Ernst wurde die Stimmung, als Joey von seiner schweren Kindheit mit gewalttätigem Vater erzählte. Da wollen die ironisch-codierten Sehgewohnheiten so gar nicht mehr funktionieren. Aber die episodenhafte Schnittkunst von RTL hilft ja beim schnellen Vergessen. "Und eine Warnung hatte Joey außerdem parat: "Liebe Zuschauer, ihr dürft niemals ins Dschungelcamp gehen!" So schnell wie man durch sogenannte Reality-Formate prominent wird, ist die Gefahr ja tatsächlich nicht ganz von der Hand zu weisen.

Selbstironie, das muss man sagen, beherrscht "Ich bin ein Star - holt mich hier raus" aber wie kaum eine andere Sendung im deutschen Fernsehen. Wenn Daniel Hartwich "Armes Deutschland - ich guck ja nur Arte" sagt, passt das genau zu dem Widerpruch zwischen den Kommentarspalten auf den Online-Portalen und ewig guten Einschaltquoten (von RTL, nicht von Arte). Machen wir uns nichts vor: Das Dschungelcamp ist längst in der Mitte der Gesellschaft angekommen. Das kann man gut finden, muss man aber nicht.

Wer jetzt ohne das Camp auskommen muss, ist Silva.
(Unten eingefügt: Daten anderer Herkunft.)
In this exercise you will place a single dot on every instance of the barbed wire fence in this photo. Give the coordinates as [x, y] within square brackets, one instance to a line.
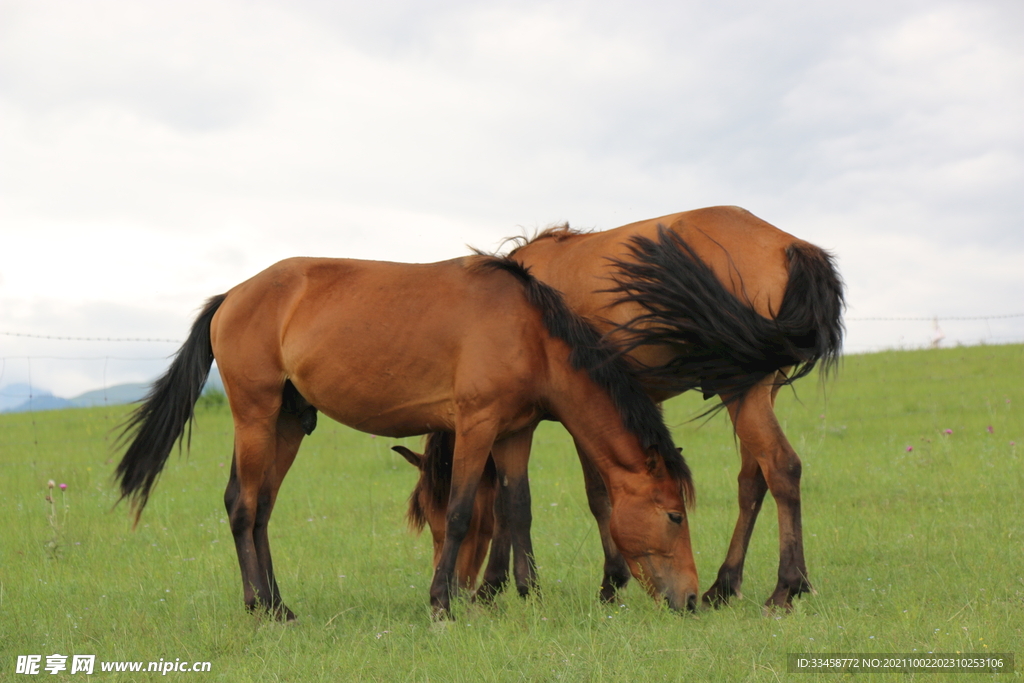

Ihn wählten die Zuschauer als ersten ab. Und wenn es noch eines Beweises bedurfte, warum Olivia großartig ist - und Dschungelkönigin werden muss -, gab es ihn mit ihrem Satz zu Silva: "Deine Show hat nicht funktioniert." "Das war der echte Silva". Sagt Silva. "Das glaub ich nicht." Sagt Olivia. So geradeaus war selten jemand im Camp.